The World Heritage Centre, the administrative body, had sent a letter to Australia in 2019 raising concerns “about the approval of the Carmichael Coal Mine”, a controversial project with impacts for the reef and the climate, to which it got a response noting “that the project’s approval is subject to over 180 regulatory conditions and that compliance with these conditions will be monitored.”
Canberra’s response to the UNESCO Committee’s move — a similar previous ‘in-danger’ listing was staved off in 2017 — was to allege a conspiracy, hinting at pressure from China, which holds the chairmanship of the panel. Ties between the two nations have soured in recent times.
Close scrutiny of the GBR shows a variety of ecological impacts from environmental stresses, including climate change. The Outlook Report records harm to “the abundance and health of many species groups, including corals, invertebrates, some bony fishes, marine turtles and seabirds” from the rising sea temperatures and thermal extremes due to global warming. It adds that since 2014, there has been widespread and significant declines in many coral species. In 2018, coral larvae declined by 89% averaged across the region, arising from consecutive bleaching events, as the adult broodstock was reduced.

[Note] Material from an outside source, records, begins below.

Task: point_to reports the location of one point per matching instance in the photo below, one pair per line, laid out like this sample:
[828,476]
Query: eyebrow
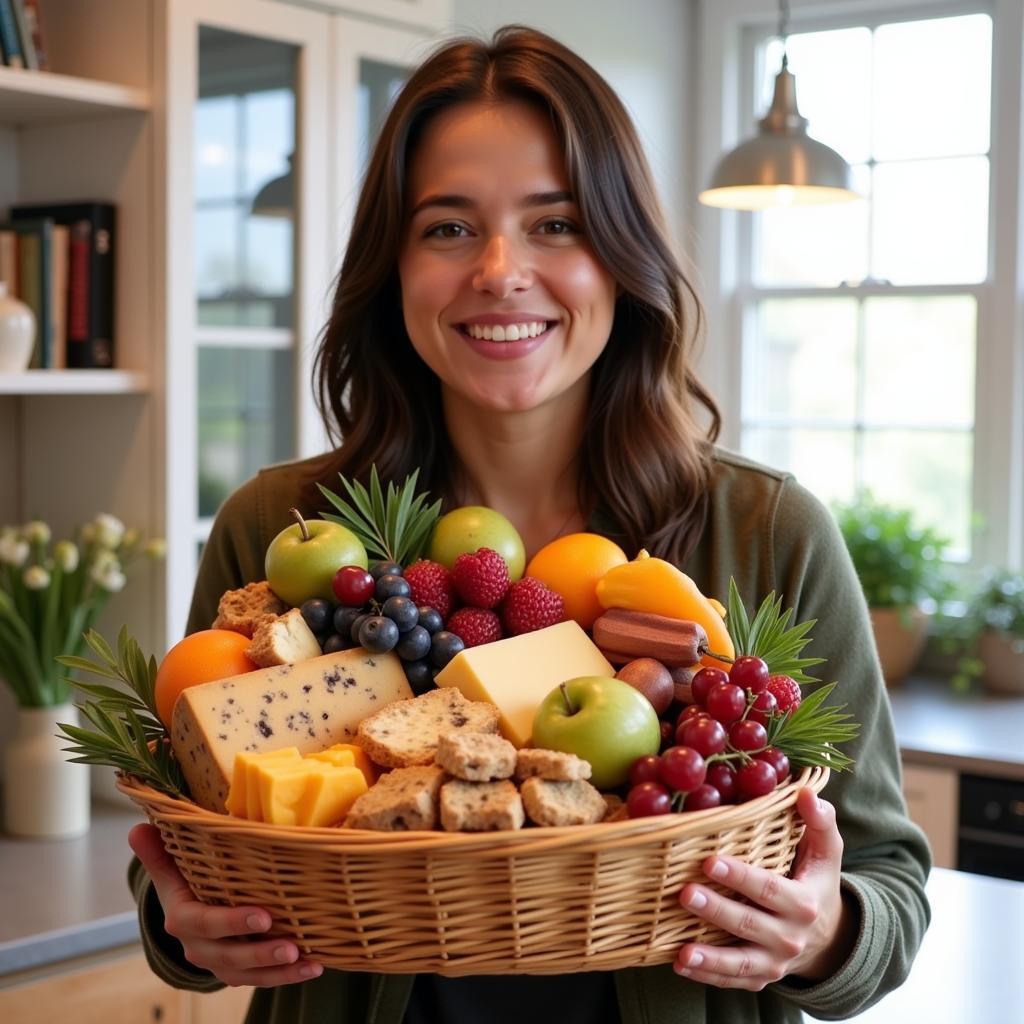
[465,203]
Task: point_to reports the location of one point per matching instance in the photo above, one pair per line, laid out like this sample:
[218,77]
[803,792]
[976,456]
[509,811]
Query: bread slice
[402,800]
[406,732]
[283,641]
[242,610]
[480,806]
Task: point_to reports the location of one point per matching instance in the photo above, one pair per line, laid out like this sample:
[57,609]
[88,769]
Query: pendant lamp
[781,165]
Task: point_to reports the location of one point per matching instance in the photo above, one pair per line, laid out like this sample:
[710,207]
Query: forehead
[471,146]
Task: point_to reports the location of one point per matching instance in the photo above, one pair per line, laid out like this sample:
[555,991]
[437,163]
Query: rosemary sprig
[125,722]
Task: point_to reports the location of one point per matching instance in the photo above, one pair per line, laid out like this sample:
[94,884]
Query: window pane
[813,245]
[823,461]
[930,221]
[929,471]
[919,360]
[932,86]
[800,361]
[246,417]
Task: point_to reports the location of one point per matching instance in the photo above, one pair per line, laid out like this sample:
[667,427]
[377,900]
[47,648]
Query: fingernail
[696,900]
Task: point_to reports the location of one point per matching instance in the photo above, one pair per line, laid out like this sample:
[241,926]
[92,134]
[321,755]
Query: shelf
[75,382]
[39,96]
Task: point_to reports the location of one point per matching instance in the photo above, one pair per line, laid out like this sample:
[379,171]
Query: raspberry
[530,605]
[481,578]
[475,626]
[785,691]
[431,584]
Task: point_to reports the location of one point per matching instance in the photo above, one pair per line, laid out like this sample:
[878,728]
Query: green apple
[464,529]
[302,559]
[603,721]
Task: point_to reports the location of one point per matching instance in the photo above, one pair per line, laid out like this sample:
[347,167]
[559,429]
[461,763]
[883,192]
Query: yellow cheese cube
[516,674]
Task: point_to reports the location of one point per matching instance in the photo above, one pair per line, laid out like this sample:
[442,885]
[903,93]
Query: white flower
[36,578]
[13,551]
[110,529]
[37,531]
[66,555]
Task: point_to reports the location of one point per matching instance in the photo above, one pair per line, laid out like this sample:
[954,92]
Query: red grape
[682,768]
[704,680]
[748,735]
[648,799]
[750,673]
[645,769]
[723,777]
[726,702]
[778,761]
[706,735]
[701,798]
[756,778]
[353,586]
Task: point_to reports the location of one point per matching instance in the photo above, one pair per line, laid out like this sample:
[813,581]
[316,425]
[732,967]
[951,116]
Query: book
[92,242]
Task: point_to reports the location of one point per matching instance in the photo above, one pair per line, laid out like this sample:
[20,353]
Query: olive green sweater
[770,534]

Warmer temperatures led to “feminisation of green turtles originating from nesting beaches in the northern Region, potentially leading to significant scarcity or absence of adult males in the future”. Coral growth is also endangered by the proliferation of crown-of-thorns starfish, which consumes them — the starfish population has shot up as predators declined due to overfishing.

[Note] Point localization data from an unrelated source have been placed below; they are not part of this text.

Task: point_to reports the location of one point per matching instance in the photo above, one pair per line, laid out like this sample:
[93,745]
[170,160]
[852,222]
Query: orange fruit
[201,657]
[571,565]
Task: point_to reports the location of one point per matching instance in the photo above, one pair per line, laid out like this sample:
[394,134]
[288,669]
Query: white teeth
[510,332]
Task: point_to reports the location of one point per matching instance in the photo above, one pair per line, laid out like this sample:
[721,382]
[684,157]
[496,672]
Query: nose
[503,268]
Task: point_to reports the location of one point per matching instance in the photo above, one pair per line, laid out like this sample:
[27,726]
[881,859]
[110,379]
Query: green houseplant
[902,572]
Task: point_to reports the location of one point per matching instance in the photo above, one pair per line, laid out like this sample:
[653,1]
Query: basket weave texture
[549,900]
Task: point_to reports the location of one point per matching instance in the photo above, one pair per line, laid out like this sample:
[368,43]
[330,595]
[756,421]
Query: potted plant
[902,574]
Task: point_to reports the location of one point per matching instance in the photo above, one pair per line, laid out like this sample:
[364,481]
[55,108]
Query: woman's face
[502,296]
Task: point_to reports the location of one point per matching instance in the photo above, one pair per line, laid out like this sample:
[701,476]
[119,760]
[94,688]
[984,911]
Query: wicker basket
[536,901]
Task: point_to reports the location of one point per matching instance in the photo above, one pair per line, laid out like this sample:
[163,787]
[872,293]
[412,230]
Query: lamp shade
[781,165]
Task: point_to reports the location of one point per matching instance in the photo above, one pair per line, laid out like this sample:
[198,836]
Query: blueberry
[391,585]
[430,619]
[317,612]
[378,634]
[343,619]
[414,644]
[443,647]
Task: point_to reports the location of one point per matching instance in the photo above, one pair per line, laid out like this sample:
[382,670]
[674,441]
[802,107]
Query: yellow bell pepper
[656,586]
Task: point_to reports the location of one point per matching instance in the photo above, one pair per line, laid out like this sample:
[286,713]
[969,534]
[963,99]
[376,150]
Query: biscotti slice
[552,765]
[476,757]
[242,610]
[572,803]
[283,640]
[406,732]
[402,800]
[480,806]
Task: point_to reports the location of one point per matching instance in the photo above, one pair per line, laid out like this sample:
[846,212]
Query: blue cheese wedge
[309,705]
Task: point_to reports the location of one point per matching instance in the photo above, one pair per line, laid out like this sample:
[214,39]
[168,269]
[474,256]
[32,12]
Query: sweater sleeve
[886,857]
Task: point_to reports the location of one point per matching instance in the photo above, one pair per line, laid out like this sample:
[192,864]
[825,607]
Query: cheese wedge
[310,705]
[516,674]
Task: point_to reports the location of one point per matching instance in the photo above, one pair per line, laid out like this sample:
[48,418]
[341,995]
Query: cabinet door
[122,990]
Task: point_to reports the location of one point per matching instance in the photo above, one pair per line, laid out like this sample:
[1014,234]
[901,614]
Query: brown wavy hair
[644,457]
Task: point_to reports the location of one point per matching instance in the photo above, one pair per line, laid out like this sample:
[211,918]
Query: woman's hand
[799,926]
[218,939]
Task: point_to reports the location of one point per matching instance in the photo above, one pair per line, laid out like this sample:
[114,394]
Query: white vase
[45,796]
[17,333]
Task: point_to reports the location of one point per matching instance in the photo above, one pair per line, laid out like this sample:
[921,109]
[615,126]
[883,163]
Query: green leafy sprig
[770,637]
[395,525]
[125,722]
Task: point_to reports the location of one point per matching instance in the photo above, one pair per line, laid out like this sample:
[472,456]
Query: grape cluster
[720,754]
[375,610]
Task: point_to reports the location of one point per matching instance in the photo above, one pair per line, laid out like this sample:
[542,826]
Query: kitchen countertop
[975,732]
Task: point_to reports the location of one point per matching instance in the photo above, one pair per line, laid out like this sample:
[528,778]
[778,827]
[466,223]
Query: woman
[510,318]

Some relief is available from the reported recovery of humpback whales, and slow gain in southern populations of green turtles. Urban coastal dugong populations also show an improved breeding rate. But overall, the reef is under threat and without determined action, would be severely impoverished.
A magnet for eco-tourists, the vast expanse coloured by magnificent algal hues draws thousands annually. The Outlook Report says that in 2015-16, tourism, fishing, recreational uses and scientific activities contributed an estimated $6.4 billion to the Australian economy, representing a rise of about 14% since 2011-12. Without resolute action on climate and pollution threats, though, all sectors stand to lose.